Transfusions

by Tabata



Series: Leoverse [58]
Category: Glee
Genre: M/M, Multiverse
Language: English
Status: Completed
Published: 2021-01-31
Updated: 2021-01-31
Packaged: 2021-03-17 21:42:08
Rating: Teen And Up Audiences
Warnings: No Archive Warnings Apply
Chapters: 1
Words: 2,045
Publisher: archiveofourown.org
Story URL: https://archiveofourown.org/works/29107266
Author URL: https://archiveofourown.org/users/Tabata/pseuds/Tabata
Summary: Pete, our multiverse's personal timelord, looks back at his life as a Keeper and at an even in particular, a mysterious mechanics that saved his tree-universe from collapsing to its death.
Relationships: Original Male Character/Original Male Character
Series: Leoverse [58]
Series URL: https://archiveofourown.org/series/30541
Comments: 1
Kudos: 1





	Transfusions

**Author's Note:**

> If you have read one or more of the Leoverse stories, you know that they're either what ifs or a AUs of our canon. What you might not know is that they are all part of a bigger multiverse.

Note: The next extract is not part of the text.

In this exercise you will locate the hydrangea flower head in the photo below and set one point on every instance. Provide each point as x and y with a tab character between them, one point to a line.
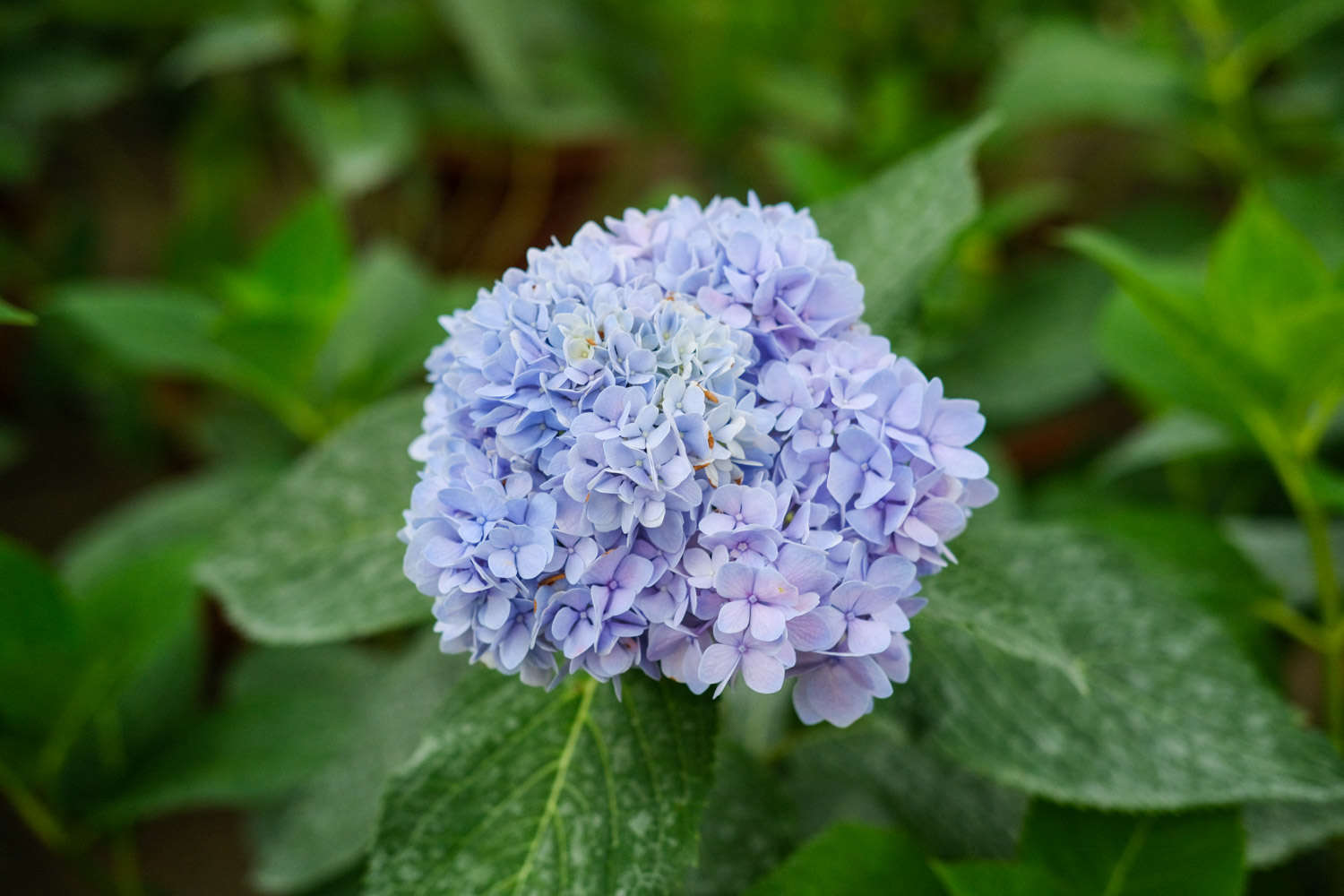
672	446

Pete, who has already been a character of a few stories here and there, is actually a Keeper (i.e. sort of timelord) in charge of mantaining the multiverse alive. Here we explain you how.
> 
> Esploratori del Polyverso (Chapter 2, Mission 2)  
> prompt: The story should have: a mystery, a male protagonist, a queer character, and it should be written in the past tense.

Orbit 3,567

That was a weird day.

Not that the previous 3,566 had been any normal at all, for the records. But that one was a truly befuddling one and I've seen very few like that in the years that followed. The universe woke up at 5:30 with a strong shudder, indicating quite a bumpy night (cfr. Paragraph 72/c – II.IV of entry 77564307). This was not unusual in general, as tree-universes of that size tend to realign and resettle during their down time, but it was still worth investigating as Leo and Blaine's universe had suffered several setbacks due to three major unstable instances, all stemming from the same branch. Two of them I saved later on, the third could tip over and turn doomed at any moment, and for that reason I was keeping it under special surveillance.

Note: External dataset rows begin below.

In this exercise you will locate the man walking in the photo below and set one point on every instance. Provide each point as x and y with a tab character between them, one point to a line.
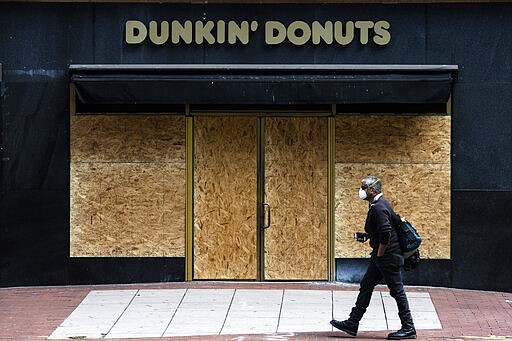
385	262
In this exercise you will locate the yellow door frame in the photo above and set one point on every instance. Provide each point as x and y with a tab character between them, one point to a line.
189	219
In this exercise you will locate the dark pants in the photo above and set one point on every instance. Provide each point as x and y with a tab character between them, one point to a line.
389	268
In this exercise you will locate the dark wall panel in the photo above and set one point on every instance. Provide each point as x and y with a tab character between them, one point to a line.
126	270
35	237
482	138
36	122
45	36
481	235
431	272
474	36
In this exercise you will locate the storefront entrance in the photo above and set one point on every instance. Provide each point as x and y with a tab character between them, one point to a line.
260	197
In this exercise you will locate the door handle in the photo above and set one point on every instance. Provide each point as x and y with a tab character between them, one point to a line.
266	216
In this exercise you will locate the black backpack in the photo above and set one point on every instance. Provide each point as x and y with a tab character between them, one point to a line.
409	241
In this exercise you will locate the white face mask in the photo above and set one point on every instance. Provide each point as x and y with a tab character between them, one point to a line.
362	194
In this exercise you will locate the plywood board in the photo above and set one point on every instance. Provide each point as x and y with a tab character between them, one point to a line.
127	209
411	154
225	198
127	138
127	186
296	190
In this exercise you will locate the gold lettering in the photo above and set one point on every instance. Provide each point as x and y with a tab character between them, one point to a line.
164	32
275	32
204	32
322	32
221	31
344	39
183	32
298	26
238	32
136	32
383	36
363	27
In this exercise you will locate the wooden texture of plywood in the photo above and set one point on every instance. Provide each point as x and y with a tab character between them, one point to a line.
127	186
411	154
225	198
296	190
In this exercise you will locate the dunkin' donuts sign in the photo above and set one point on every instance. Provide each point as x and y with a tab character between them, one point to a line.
229	32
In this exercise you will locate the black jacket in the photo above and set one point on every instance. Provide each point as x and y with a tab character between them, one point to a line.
379	225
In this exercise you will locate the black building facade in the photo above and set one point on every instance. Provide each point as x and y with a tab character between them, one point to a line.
46	49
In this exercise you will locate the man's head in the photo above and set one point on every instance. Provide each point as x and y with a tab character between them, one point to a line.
371	186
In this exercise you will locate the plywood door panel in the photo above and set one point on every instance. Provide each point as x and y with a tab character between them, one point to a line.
225	197
296	190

Sun had come up on instance 32 while going down on instance 74, indicating that the axes had spun 45 degrees in two different directions. That wasn't unheard of but it was concerning. It could mean nothing or it could be the beginning of a collapsing canon-core, which wasn't advisable. I was used to not knowing exactly what caused a certain event and what consequences said event would have had because my charge had never followed any of the rules I was thought in school, nor any of the already observed patterns. As Leo would have said, my universe used to zig whenever it was supposed to zag and vice versa. For that very reason, I had taken the habit of running a system scan any time something was even remotely suspicious, and that was what I did that day too.

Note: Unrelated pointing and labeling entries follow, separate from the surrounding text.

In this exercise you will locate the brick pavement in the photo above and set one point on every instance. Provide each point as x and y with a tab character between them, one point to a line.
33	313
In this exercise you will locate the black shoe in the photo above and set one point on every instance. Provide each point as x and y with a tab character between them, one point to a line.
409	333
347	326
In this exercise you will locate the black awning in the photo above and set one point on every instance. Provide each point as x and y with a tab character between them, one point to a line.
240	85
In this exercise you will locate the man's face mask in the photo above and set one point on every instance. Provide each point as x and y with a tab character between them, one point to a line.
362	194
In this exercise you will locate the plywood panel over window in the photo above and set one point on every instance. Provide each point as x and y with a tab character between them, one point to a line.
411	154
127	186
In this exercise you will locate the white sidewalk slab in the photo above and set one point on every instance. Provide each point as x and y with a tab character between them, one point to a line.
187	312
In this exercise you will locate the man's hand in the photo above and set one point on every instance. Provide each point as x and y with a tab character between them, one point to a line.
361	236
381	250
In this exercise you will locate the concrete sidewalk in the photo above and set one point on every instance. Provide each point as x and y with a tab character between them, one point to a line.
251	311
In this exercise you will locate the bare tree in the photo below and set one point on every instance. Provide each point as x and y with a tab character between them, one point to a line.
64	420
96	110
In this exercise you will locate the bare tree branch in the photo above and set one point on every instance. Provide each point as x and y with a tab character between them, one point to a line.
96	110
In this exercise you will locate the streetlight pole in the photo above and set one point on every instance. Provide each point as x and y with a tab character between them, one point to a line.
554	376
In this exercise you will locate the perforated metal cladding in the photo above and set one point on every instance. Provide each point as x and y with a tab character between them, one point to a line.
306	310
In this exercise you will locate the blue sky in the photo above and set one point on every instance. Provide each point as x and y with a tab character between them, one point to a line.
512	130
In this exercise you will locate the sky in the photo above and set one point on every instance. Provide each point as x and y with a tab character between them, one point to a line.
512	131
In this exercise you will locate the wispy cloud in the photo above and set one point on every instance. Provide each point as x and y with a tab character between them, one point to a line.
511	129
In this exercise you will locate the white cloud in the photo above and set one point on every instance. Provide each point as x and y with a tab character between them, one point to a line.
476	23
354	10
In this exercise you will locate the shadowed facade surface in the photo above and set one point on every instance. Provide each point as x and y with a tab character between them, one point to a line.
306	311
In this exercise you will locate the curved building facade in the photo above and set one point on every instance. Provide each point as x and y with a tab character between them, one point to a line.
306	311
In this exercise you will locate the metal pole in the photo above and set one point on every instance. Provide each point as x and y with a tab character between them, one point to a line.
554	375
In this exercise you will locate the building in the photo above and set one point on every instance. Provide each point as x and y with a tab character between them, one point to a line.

I used to hate system scans at the time, for two reasons. One, they took forever. This was ages before the filters were implemented, so the bigger the universe was the more time it would take. And my charge already had more than forty instances at that point. It was huge. The second reason was that I loved to personally make sure every instance was okay by watching a little bit of it. But a system scan would force me to keep everything in check through the dashboard, which I found extremely boring and still do.

I was left staring at the screen for about forty-five minutes, during which I had the time to make myself a coffee without any of the alarms setting off. A real blessing if ever there was one. But that was also a weird detail. There was so much going on in that universe – so many people doing so many things at the same time – that barely an hour passed at any given time without an event triggering one or two minor catastrophes. It was a lot of work. Having that much free time made me suspicious. I didn't know yet that tree-universes have the ability to self-regulate. They are perfectly capable of maintaining their internal general balance, that is to say not to implode, if they need to make minor but vital changes to part of themselves. In other words, they can survive on their own, they just don't want to put in the effort, and they make us do it. Cheeky bastards.

The system scan reported three new instances had been born during the night, all of them doomed. The first had lost one of the constants, Blaine. The second had lost the variable, Cody. And the third had lost Adam, who always seemed to work as a sort of stabilizer. His absence didn't always automatically translate into a doomed universe, but it created an internal instability that more often than not led to failure. The weird thing, though, was that, despite the situation, none of those instances was deteriorating.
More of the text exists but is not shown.